I folded my arms and surveyed him. “I am curious about something…you’ve been cursed for several weeks and yet it’s only now that you come seeking help in removing it.”

I expected another retort, but his response was instead very different: his cheeks darkened and he suddenly seemed rather shy. “I—that is—no reason, I just—”

He said nothing more, but the crimson in his cheeks deepened, revealing more than his fumbled words ever could. “Is there a reason you didn’t care about it being removed until now?” I asked.

He lowered his gaze. “I—” Again he said nothing, looking almost…nervous, an emotion which dispelled his previous coldness. “It’s just that…” He shifted from foot to foot, looking vulnerable and almost…sweet, even with the warts marring his skin. “There’s just…sort of a…”

“A…girl?” I supplied, even as my heart beat wildly at the thought. Which girl could he be talking about? He couldn’t possibly mean…Lady Dahlia, could he? Surely not.

For a moment my mind was numb with shock at the idea that the prince could feel anything for the woman who, unbeknownst to him, had cursed him. Such a possibility went well beyond the tentative friendship we were still establishing. I didn’t like the strange flutter my heart gave even entertaining the ridiculous possibility, a feeling quickly followed by guilt.

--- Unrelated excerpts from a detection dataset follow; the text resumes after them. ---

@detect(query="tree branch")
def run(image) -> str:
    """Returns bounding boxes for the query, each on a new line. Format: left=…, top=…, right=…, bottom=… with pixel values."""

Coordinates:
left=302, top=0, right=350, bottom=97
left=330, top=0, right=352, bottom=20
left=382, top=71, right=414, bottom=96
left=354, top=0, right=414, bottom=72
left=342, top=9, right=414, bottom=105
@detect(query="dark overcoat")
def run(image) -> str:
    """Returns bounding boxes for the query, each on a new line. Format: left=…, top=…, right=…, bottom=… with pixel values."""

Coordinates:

It’d break my sister’s fragile heart should the prince develop feelings for me instead of her, a thought I couldn’t bear to consider.

My guess only caused him to become more embarrassed, confirming my suspicion. “It’s just…I’m no longer engaged,” he said in a rush. “When there was an understanding between me and my intended, I couldn’t even entertain the notion…but now, for the first time, I have the freedom to choose…making the curse more of a bother than it was before.”

I frowned. “You’re looking at it all wrong: perhaps the curse can serve as a protection for you. If a woman can’t see beyond your appearance, then she’d never truly make you happy.”

He sighed. “That sentiment is nice in theory, but with my previous experience…I don’t have reason to believe it would make a difference. Thus I’m here to plead for mercy. Whatever I have to do, even if I have to beg, I’ll do it. Please, I need the curse removed.”

My heart wrenched at his desperation, making it nearly impossible to deny him. But deny him I must, because I didn’t have any other choice.

“I can’t. The thing is…I don’t know how.” My voice sounded very small.

He stared. “Excuse me?”

“I don’t know how,” I repeated, more shakily than before.

“Then summon Enchantress Ivy—” He cut his words off with a sigh. “Right, she can’t. Which means I’m trapped.”

“I’m sorry,” I whispered again, uselessly.

He glared at me. “No, you’re not. You knew full well what you were doing when you cast your curse. What kind of person are you?”

And without another word he left, walking down the garden path that twisted away from the cottage. I watched until he turned the corner and disappeared behind a hedge before I slowly closed the door and leaned against it, where I remained long after Prince Gladen had left, feeling utterly drained after the confrontation.

His question haunted me: what kind of person was I? My choices made the answer clear: I was an enchantress who abused the sacred power I’d been blessed with.

My helplessness pressed against me, a burden so heavy I didn’t think I could continue to bear it, especially with the memory of his sadness and desperation, his fierce need for love that I hadn’t expected.

He doesn’t deserve what I did to him. If only I could turn back time and prevent myself from ever taking this path. I’d give anything…

I startled from my thoughts at the sudden tingling sensation on my arms. I yanked the sleeve of my gown up to see that some of the warts that patterned my skin had faded away, as if they’d never been there at all.